In their life-style the tuataras seem to follow the motto: ‘Long and slow is the way to go!’ Associated with the lowest temperature requirement of any reptile are low metabolic processes in the tuatara and a slow growth rate. These animals do best at about 12 degrees Celsius, while most reptiles reach peak performance between 25 and 38 degrees Celsius. They do not become sexually mature until they are 20 or more years old and they may live to be 100 years or older. Mating takes place in January, but the female does not get around to laying her eggs until October to December. In a shallow nest she then lays between five and 15 eggs with parchment shells. These are covered with soil and forgotten. Not until 13–15 months have passed do the eggs hatch. This is the longest period of embryonic development known in reptiles and it includes one winter season.
Tuataras have been known to science since 1831, but at first they were not considered to be anything more remarkable than a new species of lizard. In 1867, however, Dr. Albert Gunter of the British Museum realized that the structure of the skeleton, including specifically the skull and the spinal cord and ribs, was like that of fossil reptiles found in Africa, Asia, Europe and North and South America. These rhynchocephalians, or beak-heads, are found in great variety in Jurassic rock. Conventional chronology has it that the beak-heads flourished early during the Age of Reptiles, long before the great dinosaurs appeared. Fossil skeletons found in Europe in deposits said to range in age from 150 million years down to 135 million years are very similar to those of the living tuataras. In rock laid down more recently, on top of the lower Cretaceous layers, no trace of such specimens has been found.

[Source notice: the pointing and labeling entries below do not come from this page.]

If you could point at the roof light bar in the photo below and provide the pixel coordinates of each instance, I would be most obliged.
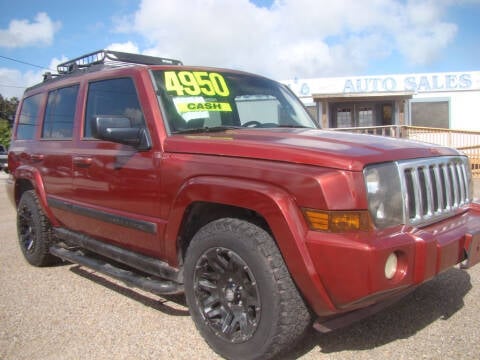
(110, 56)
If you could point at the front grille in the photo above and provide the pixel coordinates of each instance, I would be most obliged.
(434, 188)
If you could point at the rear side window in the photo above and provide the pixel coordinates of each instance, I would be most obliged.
(110, 98)
(28, 119)
(60, 113)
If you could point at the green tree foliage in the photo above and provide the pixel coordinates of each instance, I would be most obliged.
(8, 107)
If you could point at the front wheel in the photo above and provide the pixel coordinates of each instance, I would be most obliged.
(34, 231)
(240, 294)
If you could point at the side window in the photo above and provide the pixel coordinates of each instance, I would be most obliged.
(28, 119)
(60, 113)
(114, 97)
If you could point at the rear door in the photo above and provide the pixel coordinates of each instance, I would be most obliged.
(115, 193)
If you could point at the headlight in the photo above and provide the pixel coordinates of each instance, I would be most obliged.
(385, 201)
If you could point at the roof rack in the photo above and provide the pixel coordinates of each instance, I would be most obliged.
(110, 56)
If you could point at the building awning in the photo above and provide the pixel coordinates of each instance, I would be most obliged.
(371, 96)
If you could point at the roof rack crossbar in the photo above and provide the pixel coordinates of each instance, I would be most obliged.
(110, 56)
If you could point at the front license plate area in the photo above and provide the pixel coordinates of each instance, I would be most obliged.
(472, 247)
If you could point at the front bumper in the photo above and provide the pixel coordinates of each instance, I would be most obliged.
(351, 267)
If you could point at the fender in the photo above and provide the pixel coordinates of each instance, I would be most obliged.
(276, 206)
(30, 173)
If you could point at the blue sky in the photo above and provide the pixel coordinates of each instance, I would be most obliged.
(282, 39)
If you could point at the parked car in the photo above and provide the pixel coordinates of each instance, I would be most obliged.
(3, 158)
(218, 184)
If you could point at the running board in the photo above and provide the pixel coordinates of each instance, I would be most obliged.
(130, 278)
(132, 259)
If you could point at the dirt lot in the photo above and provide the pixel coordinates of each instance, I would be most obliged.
(70, 312)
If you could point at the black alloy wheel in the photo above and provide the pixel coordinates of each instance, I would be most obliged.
(227, 294)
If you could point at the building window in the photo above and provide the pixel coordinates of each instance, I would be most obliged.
(365, 116)
(435, 113)
(60, 113)
(344, 117)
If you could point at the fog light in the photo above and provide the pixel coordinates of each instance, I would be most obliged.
(391, 266)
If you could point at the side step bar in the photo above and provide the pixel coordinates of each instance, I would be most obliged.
(135, 260)
(159, 287)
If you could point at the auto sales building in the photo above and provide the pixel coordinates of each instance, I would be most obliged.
(439, 100)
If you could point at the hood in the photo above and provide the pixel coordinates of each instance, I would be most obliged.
(332, 149)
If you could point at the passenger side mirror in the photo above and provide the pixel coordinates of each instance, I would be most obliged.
(118, 129)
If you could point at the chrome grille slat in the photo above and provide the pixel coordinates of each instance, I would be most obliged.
(434, 188)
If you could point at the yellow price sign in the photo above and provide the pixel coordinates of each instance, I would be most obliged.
(194, 83)
(202, 106)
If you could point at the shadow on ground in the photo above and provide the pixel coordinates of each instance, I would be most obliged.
(424, 306)
(163, 304)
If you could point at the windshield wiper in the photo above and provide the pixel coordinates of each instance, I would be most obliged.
(296, 126)
(205, 129)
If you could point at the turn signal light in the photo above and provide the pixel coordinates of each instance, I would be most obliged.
(338, 221)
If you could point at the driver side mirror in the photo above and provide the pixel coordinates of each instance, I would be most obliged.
(118, 129)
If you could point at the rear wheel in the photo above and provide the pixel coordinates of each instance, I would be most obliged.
(240, 294)
(34, 231)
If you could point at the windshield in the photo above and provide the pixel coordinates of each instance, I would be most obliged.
(209, 100)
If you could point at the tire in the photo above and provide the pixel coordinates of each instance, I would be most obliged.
(240, 293)
(34, 231)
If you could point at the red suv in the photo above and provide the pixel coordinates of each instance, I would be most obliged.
(217, 183)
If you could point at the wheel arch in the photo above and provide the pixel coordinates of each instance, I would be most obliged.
(29, 178)
(266, 205)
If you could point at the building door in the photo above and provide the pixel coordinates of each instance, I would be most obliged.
(361, 114)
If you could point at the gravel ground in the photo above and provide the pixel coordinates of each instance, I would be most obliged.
(70, 312)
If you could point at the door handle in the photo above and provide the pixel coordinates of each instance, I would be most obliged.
(82, 161)
(37, 157)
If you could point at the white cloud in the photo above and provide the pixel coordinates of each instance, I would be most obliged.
(21, 33)
(294, 37)
(13, 82)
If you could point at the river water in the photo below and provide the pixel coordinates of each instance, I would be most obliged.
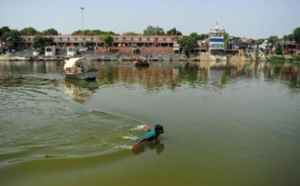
(237, 125)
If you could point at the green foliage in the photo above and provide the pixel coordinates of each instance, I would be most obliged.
(11, 38)
(279, 49)
(174, 31)
(273, 39)
(3, 30)
(297, 35)
(50, 31)
(259, 41)
(39, 42)
(29, 31)
(291, 37)
(296, 57)
(150, 30)
(107, 39)
(190, 42)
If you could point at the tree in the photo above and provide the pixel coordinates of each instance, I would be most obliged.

Herein we see a conundrum. How is it that the tuatara, an animal with poor competitive abilities, was able to survive so long while more aggressive animals like the dinosaurs died off? It was the tuataras’ difficulties in competing with mammals like rats, for example, that ended in the elimination of the tuatara from the larger New Zealand islands. This was after the introduction of Europeans and their animals in the nineteenth century. A small population of so unaggressive an animal might survive several thousand years, but the idea that it could survive millions of years after all similar creatures had died out seems unreasonable.
There is no question that the living tuatara and the fossil specimens from Europe are very similar. But does an interval of 135 million years really separate the two groups? According to current evolutionary theory, a population like the tuatara would be unlikely to have remained unchanged for so long because small populations under stress are supposed to undergo the most rapid change. The high degree of similarity therefore would suggest a short time interval.
Logically too, one must recognize that individuals from a population which extends to the present could have been fossilized at any time up to the recent past. So why are no fossils of tuataras found in the many layers supposedly ranging from 135 million years ago down to the present? Living fossils like the tuatara therefore call the conventional geological chronology into question. Those buying tuataras on the black market may want their money back! The supposed antiquity of the tuatara pedigree is without foundation.